We do get many wonderful donations, though. In 2006, for example, we received an impressive 122, 599 pounds of clothing and household goods, the majority of which were put to excellent use. Yet I wouldn’t blame our volunteer sorters for fantasizing about alternative universes where perhaps there is a way for at least some of the more problematic matter to simply disappear. This is because approximately 50,000 pounds (41%) of what came in last year was either dirty, torn, broken, way out of season, or otherwise unusable. The Center is responsible for sorting and disposing of all of it. This presents a potentially expensive and difficult challenge, especially when you consider that our “sorting room” is the width of a single bowling lane, and a good deal shorter.

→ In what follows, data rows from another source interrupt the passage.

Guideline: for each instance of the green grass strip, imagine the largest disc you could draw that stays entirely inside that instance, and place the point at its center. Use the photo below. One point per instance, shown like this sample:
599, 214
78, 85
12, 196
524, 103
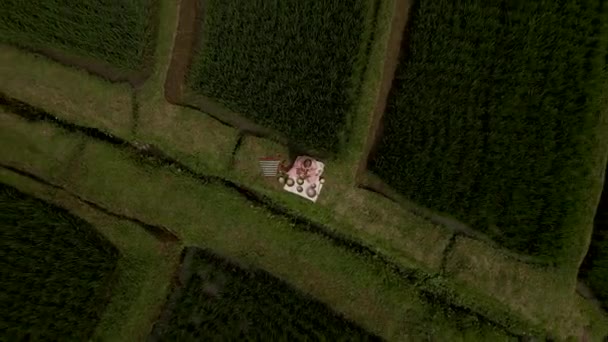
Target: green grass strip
57, 270
293, 66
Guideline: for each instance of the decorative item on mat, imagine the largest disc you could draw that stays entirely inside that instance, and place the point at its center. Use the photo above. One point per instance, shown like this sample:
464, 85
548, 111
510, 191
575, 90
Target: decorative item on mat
304, 179
270, 166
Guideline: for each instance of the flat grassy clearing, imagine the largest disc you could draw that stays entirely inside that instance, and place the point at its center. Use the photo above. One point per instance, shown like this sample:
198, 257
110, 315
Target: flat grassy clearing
68, 93
117, 32
221, 300
143, 272
594, 270
538, 294
502, 75
252, 235
20, 148
316, 51
103, 178
356, 213
66, 266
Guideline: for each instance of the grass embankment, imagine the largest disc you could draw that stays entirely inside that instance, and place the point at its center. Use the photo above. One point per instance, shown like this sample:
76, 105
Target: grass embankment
211, 216
57, 270
524, 291
294, 66
143, 273
494, 119
221, 300
117, 32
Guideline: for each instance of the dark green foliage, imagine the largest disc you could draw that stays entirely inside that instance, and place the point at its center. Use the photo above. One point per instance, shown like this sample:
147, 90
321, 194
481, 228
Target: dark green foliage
284, 64
115, 31
223, 302
594, 270
491, 118
55, 270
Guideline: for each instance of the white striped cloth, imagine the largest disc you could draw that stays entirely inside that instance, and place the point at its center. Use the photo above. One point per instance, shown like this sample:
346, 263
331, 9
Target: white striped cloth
269, 167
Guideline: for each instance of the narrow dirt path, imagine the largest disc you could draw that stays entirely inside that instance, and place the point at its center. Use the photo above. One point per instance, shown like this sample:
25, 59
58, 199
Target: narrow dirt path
397, 41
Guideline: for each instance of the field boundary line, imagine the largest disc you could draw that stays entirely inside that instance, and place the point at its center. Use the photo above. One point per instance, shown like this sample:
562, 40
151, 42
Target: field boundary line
161, 233
432, 284
396, 46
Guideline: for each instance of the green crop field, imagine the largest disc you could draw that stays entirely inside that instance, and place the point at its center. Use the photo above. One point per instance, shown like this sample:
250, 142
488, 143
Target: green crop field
594, 270
115, 31
221, 301
55, 270
292, 65
492, 116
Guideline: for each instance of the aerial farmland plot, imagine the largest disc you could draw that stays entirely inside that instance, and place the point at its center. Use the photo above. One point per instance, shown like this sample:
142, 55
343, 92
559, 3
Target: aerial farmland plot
219, 299
290, 66
57, 270
494, 119
103, 36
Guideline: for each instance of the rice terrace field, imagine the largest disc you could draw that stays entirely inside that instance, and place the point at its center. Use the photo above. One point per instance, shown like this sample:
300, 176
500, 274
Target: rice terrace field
119, 33
464, 144
270, 59
50, 257
507, 142
219, 300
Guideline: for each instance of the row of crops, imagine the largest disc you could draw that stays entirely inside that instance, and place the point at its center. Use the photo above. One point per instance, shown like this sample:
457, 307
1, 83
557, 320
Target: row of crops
118, 32
493, 116
292, 66
56, 271
222, 301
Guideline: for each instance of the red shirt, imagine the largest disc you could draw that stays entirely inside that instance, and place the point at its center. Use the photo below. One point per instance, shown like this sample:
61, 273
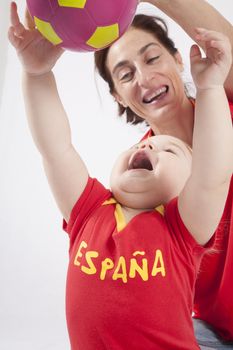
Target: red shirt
129, 286
213, 301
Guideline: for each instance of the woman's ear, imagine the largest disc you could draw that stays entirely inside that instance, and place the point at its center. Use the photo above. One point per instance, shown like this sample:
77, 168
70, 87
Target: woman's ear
179, 61
118, 99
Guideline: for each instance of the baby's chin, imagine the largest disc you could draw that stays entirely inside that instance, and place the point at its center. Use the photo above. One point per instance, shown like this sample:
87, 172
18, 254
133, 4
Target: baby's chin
136, 200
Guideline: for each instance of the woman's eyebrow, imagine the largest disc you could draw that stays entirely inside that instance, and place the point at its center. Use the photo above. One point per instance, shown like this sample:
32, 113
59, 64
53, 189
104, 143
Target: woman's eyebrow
119, 64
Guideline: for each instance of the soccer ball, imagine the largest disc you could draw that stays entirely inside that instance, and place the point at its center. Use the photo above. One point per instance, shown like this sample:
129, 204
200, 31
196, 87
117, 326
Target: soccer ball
82, 25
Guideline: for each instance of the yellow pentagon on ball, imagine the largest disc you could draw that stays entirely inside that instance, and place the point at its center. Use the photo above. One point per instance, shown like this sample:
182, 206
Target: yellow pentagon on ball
72, 3
47, 31
104, 36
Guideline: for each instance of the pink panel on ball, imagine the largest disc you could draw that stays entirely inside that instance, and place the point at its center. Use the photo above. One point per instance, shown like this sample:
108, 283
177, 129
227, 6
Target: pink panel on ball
105, 12
40, 8
127, 15
73, 24
54, 4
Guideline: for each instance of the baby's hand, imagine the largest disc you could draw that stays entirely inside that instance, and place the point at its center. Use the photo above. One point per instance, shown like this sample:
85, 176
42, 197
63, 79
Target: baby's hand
212, 70
37, 55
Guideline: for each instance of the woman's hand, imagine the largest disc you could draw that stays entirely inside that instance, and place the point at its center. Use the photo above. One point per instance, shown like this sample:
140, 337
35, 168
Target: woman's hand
37, 54
212, 70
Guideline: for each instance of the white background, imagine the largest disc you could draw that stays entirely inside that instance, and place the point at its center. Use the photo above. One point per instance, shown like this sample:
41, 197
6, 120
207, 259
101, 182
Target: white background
34, 249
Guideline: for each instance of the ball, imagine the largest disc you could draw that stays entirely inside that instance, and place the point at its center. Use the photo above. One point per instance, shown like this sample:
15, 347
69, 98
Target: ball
82, 25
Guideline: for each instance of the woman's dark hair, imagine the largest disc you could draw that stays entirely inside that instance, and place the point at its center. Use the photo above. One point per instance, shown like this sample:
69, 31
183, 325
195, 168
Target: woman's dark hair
151, 24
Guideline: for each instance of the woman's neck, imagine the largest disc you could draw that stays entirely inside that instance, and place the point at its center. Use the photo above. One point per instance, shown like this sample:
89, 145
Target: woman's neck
180, 123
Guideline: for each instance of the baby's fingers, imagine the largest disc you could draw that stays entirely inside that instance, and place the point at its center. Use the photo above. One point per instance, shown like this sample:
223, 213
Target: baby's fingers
15, 21
30, 24
14, 40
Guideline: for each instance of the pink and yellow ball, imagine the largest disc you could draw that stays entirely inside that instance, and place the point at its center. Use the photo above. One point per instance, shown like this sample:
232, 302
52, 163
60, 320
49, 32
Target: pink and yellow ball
82, 25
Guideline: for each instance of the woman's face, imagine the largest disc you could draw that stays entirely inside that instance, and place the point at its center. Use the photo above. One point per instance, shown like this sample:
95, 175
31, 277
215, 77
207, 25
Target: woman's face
146, 76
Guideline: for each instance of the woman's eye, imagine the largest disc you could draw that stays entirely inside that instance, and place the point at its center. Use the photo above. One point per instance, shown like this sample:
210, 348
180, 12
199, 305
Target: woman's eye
152, 59
126, 76
170, 150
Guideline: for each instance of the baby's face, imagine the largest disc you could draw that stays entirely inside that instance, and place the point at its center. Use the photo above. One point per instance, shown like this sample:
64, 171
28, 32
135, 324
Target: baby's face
152, 172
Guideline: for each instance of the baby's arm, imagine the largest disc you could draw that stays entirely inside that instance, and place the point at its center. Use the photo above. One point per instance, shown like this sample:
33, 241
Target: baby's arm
202, 201
66, 172
190, 14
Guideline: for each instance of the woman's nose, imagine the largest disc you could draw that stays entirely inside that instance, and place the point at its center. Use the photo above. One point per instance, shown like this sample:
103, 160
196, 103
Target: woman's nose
144, 77
147, 145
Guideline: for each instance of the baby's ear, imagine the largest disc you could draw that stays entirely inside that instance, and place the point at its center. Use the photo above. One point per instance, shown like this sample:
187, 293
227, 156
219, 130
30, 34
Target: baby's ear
119, 99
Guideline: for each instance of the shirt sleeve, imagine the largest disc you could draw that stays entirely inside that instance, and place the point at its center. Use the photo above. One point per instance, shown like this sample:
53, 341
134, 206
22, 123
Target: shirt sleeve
181, 237
92, 197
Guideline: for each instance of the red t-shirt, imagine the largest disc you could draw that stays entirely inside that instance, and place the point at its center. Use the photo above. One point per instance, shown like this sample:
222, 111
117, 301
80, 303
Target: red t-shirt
213, 301
129, 286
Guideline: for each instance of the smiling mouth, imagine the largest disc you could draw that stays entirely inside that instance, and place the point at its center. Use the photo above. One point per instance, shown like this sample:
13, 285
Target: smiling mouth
140, 161
156, 95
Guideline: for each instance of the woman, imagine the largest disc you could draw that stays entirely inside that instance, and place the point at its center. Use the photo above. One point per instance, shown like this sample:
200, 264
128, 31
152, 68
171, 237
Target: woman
40, 56
144, 78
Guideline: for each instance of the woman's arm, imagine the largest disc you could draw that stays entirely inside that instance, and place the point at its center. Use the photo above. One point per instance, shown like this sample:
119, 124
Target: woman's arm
48, 122
203, 198
190, 14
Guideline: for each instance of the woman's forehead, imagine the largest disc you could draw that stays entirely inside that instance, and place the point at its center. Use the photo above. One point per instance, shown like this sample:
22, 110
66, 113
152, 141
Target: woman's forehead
130, 43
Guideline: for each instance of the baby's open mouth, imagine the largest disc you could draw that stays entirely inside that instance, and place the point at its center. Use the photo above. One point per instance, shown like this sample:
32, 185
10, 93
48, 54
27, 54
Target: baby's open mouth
140, 161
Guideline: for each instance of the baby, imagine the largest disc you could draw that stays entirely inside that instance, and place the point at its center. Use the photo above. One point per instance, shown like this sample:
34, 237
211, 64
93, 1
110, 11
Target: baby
134, 250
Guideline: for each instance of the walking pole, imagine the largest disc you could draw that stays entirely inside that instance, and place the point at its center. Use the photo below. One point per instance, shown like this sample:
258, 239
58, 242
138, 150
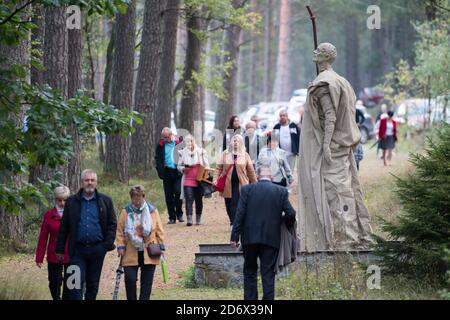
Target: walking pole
313, 21
119, 273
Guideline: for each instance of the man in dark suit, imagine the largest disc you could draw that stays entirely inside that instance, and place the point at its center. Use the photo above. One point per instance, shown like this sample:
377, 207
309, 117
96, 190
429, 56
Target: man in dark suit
258, 223
89, 226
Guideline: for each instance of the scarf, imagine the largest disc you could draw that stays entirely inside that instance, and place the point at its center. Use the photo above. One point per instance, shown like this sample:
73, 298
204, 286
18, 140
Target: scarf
138, 217
59, 210
191, 158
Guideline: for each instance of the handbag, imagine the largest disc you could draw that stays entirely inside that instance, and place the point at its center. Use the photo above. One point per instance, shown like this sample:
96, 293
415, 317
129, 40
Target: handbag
153, 250
207, 188
220, 183
164, 269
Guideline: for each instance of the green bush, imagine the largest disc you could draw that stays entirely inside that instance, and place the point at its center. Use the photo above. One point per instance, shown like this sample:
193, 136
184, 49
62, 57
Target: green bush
423, 226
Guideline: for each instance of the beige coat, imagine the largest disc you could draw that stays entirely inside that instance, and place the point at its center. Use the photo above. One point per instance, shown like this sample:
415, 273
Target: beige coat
244, 167
157, 236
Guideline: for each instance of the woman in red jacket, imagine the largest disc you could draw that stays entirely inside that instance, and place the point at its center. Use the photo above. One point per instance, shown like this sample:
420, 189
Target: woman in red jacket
387, 135
47, 243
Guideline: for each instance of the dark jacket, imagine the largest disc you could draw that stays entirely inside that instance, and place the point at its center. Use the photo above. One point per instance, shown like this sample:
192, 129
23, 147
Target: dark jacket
160, 155
295, 137
227, 136
259, 214
71, 218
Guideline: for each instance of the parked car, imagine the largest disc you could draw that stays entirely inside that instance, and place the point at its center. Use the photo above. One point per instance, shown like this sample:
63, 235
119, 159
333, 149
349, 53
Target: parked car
371, 97
367, 127
268, 113
416, 113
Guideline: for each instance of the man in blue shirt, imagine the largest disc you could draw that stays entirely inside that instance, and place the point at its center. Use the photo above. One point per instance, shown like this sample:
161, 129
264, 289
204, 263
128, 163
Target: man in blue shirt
88, 227
168, 172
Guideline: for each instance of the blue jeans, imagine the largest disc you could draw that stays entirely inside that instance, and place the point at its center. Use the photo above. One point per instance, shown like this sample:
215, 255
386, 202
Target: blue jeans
89, 259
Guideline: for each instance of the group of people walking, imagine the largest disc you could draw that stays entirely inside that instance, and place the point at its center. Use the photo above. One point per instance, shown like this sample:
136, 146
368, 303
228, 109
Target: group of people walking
82, 228
243, 151
78, 232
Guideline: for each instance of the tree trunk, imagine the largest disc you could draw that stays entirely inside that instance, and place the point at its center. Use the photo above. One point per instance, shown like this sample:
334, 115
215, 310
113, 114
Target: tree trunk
91, 73
167, 76
352, 52
146, 95
75, 80
107, 86
232, 45
37, 41
190, 101
11, 226
282, 87
117, 146
55, 75
254, 60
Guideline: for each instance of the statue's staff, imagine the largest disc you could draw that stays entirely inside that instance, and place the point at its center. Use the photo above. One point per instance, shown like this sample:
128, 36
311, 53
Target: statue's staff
313, 20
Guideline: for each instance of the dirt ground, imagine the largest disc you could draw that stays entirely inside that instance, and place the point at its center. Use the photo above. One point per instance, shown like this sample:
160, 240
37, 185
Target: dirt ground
181, 241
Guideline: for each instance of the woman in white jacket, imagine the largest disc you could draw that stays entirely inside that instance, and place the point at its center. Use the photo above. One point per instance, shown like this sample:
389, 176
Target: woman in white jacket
275, 158
189, 162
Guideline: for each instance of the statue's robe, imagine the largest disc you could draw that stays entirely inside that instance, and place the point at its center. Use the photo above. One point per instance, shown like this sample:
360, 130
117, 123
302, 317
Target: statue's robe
332, 213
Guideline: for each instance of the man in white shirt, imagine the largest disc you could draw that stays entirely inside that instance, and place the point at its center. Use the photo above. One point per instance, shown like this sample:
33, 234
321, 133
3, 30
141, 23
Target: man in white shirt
289, 137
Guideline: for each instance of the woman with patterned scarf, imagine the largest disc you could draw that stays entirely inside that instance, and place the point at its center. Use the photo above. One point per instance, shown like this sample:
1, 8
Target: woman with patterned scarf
139, 225
189, 161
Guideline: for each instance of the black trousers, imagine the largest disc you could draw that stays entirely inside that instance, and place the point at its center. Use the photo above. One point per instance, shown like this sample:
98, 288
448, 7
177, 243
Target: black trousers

This problem is one I know that is shared by all of the local Survival Centers—see for example the recent article in the Hampshire Gazette—and is in some ways a small price to pay for the outpouring of generosity supporting the Center. I am looking, though, for a clearer way to communicate our needs that will help donors make decisions about what to contribute.

Someone recently suggested the simple guideline that if you wouldn’t give it to a friend, then we probably cannot give it out at the Center. This points in the right direction, but I’m not sure that it says enough. I worry that the more egregious dumping of useless or ruined goods reflects a profound misunderstanding of the people who frequent the Store and the situation that they find themselves in. This is an issue, of course, that extends further than old clothing and wooden ties. It highlights the need for our work at the Center to deepen, to move beyond just supplying basic needs and more toward engaging the community in understanding the realities that bring people into the Center and in creating a universe where the Free Store is no longer a necessity.